# Mediatonic and Devolver Digital Remake Hatoful Boyfriend



## Castiel (Jun 6, 2014)

>mfw
[YOUTUBE]http://www.youtube.com/watch?v=E2VCwBzGdPM[/YOUTUBE]


----------



## Crimson Dragoon (Jun 6, 2014)

this is GOTY material


----------



## Castiel (Jun 6, 2014)

> “Our research shows that consumer fatigue for space marines and dragons is at an all-time high – gamers are ready for something new and fresh,” said Devolver Digital CFO Fork Parker. “Semi-realistic pigeon dating simulations are the next great frontier in video games.”

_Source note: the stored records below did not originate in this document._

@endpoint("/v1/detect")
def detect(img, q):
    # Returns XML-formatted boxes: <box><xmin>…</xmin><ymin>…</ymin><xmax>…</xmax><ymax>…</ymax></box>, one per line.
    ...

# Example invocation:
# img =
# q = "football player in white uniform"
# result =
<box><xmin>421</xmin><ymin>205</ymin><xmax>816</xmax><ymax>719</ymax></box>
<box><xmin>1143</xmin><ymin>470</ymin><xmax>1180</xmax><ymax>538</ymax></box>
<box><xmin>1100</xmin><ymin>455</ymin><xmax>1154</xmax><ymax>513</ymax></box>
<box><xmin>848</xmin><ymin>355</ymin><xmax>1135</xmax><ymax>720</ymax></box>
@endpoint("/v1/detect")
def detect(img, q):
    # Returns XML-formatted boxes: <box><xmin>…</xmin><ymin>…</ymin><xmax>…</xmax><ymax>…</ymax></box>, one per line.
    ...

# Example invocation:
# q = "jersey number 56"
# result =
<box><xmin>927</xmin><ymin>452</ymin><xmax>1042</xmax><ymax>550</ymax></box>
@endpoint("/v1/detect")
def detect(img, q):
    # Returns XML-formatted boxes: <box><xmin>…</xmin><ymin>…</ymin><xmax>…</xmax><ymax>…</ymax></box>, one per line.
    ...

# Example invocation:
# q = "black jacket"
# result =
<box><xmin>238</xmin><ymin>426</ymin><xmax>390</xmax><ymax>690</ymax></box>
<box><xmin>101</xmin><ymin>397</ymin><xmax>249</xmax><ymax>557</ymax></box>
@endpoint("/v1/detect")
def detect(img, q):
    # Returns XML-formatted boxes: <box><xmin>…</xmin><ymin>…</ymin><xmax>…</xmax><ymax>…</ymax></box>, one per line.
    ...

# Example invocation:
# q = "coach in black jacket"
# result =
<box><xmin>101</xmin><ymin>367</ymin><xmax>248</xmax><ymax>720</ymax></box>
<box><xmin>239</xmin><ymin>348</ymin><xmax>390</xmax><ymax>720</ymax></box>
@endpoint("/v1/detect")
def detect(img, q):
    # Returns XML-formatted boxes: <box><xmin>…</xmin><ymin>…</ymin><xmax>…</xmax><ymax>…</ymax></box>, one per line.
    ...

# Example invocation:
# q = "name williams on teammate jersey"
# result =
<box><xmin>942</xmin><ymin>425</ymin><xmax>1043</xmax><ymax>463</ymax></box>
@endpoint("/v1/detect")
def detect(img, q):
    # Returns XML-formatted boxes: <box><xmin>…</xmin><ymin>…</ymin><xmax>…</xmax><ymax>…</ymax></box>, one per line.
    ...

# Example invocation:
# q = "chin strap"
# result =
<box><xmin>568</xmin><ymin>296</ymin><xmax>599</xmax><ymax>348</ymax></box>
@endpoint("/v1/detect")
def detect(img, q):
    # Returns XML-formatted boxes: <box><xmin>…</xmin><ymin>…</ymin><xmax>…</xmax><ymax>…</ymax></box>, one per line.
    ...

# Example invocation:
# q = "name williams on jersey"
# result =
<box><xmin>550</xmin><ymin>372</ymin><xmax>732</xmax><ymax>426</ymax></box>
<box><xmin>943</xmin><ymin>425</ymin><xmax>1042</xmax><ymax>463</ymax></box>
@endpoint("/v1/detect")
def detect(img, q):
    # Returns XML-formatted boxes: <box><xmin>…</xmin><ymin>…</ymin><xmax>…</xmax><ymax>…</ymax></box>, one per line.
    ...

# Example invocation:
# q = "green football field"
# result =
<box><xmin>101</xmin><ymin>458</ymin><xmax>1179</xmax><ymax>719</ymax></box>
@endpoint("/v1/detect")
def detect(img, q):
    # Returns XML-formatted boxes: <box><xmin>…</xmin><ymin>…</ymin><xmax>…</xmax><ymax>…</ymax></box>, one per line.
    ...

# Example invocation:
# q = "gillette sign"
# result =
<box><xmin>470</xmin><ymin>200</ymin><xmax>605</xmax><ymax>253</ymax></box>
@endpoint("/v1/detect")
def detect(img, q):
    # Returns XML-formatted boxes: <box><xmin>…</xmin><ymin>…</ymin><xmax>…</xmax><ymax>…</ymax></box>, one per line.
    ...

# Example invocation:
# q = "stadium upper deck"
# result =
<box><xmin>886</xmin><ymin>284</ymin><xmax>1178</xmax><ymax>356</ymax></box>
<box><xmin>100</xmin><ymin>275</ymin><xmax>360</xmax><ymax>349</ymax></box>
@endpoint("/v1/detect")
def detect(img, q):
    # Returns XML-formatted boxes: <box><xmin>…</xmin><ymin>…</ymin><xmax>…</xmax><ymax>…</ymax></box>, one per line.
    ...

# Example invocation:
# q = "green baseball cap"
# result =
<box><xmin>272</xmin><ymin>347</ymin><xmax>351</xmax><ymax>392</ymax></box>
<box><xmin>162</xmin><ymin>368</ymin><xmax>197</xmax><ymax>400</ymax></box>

truly Devolver knows what we need


----------



## Crimson Dragoon (Jun 6, 2014)

and what we need are REALISTIC pigeon dating sims


----------



## Son Goku (Jun 6, 2014)

Day one buy. This is what we were missing in our lives.


----------



## Xiammes (Jun 6, 2014)




----------



## Raidou Kuzunoha (Jun 6, 2014)

Remaking the greatest game of all time

This is the most important remake of a game since the fan pandering of remaking FF7


----------



## ThanatoSeraph (Jun 6, 2014)

I had thought this day would never come.

At last, salvation is upon the gaming industry.


----------



## Es (Jun 6, 2014)

10/10 Game


----------



## Crimson Dragoon (Jun 6, 2014)

new and fresh, guys 

it's hard to be more outside the box than this


----------



## Kyuuzen (Jun 7, 2014)

God.  Oh _God_.

Yes.


----------



## αshɘs (Jun 7, 2014)

Finally, our time has come!


----------



## Kei (Jun 8, 2014)

I played the original and holy shit, yes, yeesssss


----------



## Millefeuille (Jun 8, 2014)

started playing the original
11/10
would bang em al


----------



## Platinum (Jun 8, 2014)

Innovation the industry definitely needed.


----------



## Naruko (Jun 10, 2014)

So very coo.


----------



## Monna (Jun 10, 2014)

There are fangirls who ship these birds unironically. This is only the beginning.


----------



## Castiel (Jul 18, 2014)

steam page is up



> Special Note
> No birds were hurt in the making of Hatoful Boyfriend. In fact, many found love.


----------



## Lord Yu (Jul 20, 2014)

I am ready.


----------